All three major indexes were up close to 2%.
Investors also looked forward to what is expected to be a steep interest rate cut from the Federal Reserve's policy-setting committee around 2:15 pm U.S. Eastern Time on Tuesday.
Goldman and Lehman shares jumped in early trading, leading a rebound in financial stocks, which tumbled on Monday after JPMorgan Chase & Co's deal to buy struggling brokerage Bear Stearns at a rock-bottom price. A broker dealer index surged 5.9%.
"Today's a day for good news, with Goldman and Lehman results beating estimates. Right now the focus is that these earnings weren't as bad as they could have been," said Giri Cherukuri, head trader at OakBrook Investments LLC in Lisle, Illinois.
The Dow Jones industrial average rose 231.78 points, or 1.94%, to 12,204.03. The Standard & Poor's 500 Index gained 28.18 points, or 2.21%, to 1,304.78. The Nasdaq Composite Index jumped 44.25 points, or 2.03%, to 2,221.26.
Shares of Fannie Mae and Freddie Mac rose on expectations their regulator will ease restrictions on the government-chartered companies and help them increase spending in the U.S. housing market. Fannie was up 11.8% at $24.86, while Freddie Mac was up 12.3% at $23.15.

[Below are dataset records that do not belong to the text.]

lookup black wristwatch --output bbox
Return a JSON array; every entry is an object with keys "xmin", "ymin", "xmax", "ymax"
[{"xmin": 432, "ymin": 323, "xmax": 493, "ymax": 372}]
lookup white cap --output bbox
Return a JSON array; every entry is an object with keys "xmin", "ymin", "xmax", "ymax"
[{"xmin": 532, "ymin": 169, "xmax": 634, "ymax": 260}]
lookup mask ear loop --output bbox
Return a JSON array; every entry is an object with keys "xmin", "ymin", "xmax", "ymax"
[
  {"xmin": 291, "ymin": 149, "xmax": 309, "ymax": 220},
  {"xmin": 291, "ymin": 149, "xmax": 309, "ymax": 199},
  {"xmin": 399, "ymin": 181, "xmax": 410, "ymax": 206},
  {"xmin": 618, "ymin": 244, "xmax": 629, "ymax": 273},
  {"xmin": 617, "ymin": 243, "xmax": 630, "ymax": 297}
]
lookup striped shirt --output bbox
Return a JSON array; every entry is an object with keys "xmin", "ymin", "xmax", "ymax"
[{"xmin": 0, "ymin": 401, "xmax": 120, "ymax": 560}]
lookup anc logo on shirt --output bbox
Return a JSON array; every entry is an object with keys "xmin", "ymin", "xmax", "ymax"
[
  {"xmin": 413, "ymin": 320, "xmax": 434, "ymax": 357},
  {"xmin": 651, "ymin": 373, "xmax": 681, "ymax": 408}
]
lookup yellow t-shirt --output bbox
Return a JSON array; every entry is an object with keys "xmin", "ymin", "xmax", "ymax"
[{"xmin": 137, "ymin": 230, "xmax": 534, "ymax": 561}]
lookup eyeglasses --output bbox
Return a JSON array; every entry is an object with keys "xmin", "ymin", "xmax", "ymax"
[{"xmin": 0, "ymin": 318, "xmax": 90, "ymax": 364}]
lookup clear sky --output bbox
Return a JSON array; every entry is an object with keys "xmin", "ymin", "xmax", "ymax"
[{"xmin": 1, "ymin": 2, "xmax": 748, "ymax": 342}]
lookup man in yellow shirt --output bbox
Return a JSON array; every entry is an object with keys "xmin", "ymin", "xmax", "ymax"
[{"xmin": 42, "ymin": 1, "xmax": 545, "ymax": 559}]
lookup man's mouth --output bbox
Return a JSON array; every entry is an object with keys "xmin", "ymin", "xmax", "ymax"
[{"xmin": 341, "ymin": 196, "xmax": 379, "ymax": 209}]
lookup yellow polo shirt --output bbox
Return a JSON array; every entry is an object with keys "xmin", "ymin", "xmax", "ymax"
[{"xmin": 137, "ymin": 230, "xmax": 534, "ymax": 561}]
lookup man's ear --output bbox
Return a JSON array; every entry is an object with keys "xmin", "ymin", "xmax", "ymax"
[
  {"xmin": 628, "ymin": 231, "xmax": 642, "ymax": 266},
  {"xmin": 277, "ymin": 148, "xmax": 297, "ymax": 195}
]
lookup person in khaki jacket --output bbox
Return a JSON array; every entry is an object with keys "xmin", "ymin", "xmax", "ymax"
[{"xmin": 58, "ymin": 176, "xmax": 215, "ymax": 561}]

Shares of Goldman were up 8.5% at $163.70 while Lehman was up 17% at $37.12 after reporting results that beat Wall Street estimates.
On the Nasdaq, Yahoo Inc shares rose 4.7% to $27.07 after the Internet search company affirmed its outlook for the first quarter and full year.
Interest rate futures show investors are fully pricing in a one percentage-point cut in U.S. short-term rates, which would take the benchmark fed funds target rate down to 2%.
Over the weekend, the Fed made an emergency quarter-point cut to its discount rate to 3.25% and expanded lending to a wider range of big financial firms, in the first such move since the Great Depression of nearly 80 years ago.
Data before the opening on U.S. housing starts was stronger than expected, adding further support to the market.